I haven’t told anyone this yet, but my professor confronted me a couple weeks ago telling me that I should seek help, because she can tell that I’m probably struggling with some kind of learning disorder. I already fucking knew this, it’s been so obvious all throughout high school, but nobody ever did anything about it, and its not like I ever pushed for the help either. I don’t want special treatment. 
I know I should probably take her advice and go see someone, but part of me just can’t do it. I’ve seen all the shit they make you go through with my brother and I don’t want that. I don’t want to be a burden. And I don’t want special treatment.

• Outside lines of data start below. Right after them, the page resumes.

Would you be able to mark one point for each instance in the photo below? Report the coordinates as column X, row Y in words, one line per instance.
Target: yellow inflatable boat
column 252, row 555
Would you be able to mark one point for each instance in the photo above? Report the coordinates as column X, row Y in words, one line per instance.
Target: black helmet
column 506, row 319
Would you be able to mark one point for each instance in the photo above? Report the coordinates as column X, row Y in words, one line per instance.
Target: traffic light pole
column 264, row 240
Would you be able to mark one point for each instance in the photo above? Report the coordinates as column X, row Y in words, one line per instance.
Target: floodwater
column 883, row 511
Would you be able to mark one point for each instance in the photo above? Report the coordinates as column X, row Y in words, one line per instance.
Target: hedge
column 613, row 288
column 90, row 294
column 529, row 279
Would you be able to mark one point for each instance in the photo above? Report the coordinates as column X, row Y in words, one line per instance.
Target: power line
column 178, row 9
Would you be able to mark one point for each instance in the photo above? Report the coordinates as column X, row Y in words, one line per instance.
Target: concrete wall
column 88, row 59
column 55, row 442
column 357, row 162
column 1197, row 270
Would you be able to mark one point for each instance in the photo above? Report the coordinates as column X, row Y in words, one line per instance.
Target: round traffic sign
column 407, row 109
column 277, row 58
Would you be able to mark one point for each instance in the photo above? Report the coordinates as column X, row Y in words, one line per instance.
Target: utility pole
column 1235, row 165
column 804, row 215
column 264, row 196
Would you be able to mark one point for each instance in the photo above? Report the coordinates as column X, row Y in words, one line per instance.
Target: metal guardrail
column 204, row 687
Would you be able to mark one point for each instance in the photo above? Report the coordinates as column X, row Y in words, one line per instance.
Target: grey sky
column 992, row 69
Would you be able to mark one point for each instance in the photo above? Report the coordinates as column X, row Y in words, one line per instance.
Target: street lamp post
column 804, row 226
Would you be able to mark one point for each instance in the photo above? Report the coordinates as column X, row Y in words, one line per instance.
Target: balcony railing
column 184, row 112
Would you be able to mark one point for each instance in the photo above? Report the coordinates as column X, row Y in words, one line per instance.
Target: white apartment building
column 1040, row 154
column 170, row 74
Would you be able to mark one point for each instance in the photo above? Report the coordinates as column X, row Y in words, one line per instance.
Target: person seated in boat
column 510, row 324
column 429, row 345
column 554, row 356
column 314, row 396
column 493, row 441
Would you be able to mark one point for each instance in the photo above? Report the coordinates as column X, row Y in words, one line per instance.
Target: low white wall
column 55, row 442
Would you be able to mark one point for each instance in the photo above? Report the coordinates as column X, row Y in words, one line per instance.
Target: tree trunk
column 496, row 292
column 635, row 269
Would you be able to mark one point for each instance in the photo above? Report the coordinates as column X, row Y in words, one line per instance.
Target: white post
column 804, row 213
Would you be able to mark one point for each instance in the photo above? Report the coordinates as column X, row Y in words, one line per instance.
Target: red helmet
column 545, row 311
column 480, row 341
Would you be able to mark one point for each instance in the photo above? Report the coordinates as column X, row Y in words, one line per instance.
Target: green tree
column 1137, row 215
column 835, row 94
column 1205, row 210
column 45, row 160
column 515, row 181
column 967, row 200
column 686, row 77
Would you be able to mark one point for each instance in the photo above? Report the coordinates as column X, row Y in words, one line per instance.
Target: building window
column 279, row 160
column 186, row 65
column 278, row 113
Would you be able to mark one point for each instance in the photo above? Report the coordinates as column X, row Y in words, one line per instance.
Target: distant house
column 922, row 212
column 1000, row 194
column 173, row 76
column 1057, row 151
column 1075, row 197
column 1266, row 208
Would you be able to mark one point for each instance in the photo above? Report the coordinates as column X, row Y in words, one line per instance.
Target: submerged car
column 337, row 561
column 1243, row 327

I’m just so frustrated with everything. I’m tired of being the last resort. I’m tired of being the doormat. I’m tired of being dumb. I’m tired of people asking me if I hate them. I’m tired of people being so sensitive. I’m tired of having to explain my humor to people I don’t normally hang around. I’m tired of being broke. I’m tired of school. I’m tired of the weather. I’m tired of being fat. I’m tired of my dads stupid comments. I’m tired of my moms patients. I’m tired of ignorance. I’m tired of helping you. I’m tired of being your friend. I’m tired of how you treat him and how you treat yourself. I’m tired of listening to skinny girls talk about how fat they are. I’m tired of being alone. I’m tired of being reminded of the past, the present, and thinking about the future. I’m tired of waking up in the morning. I’m just so fucking tired. 

Give me a break. Please. Just this once.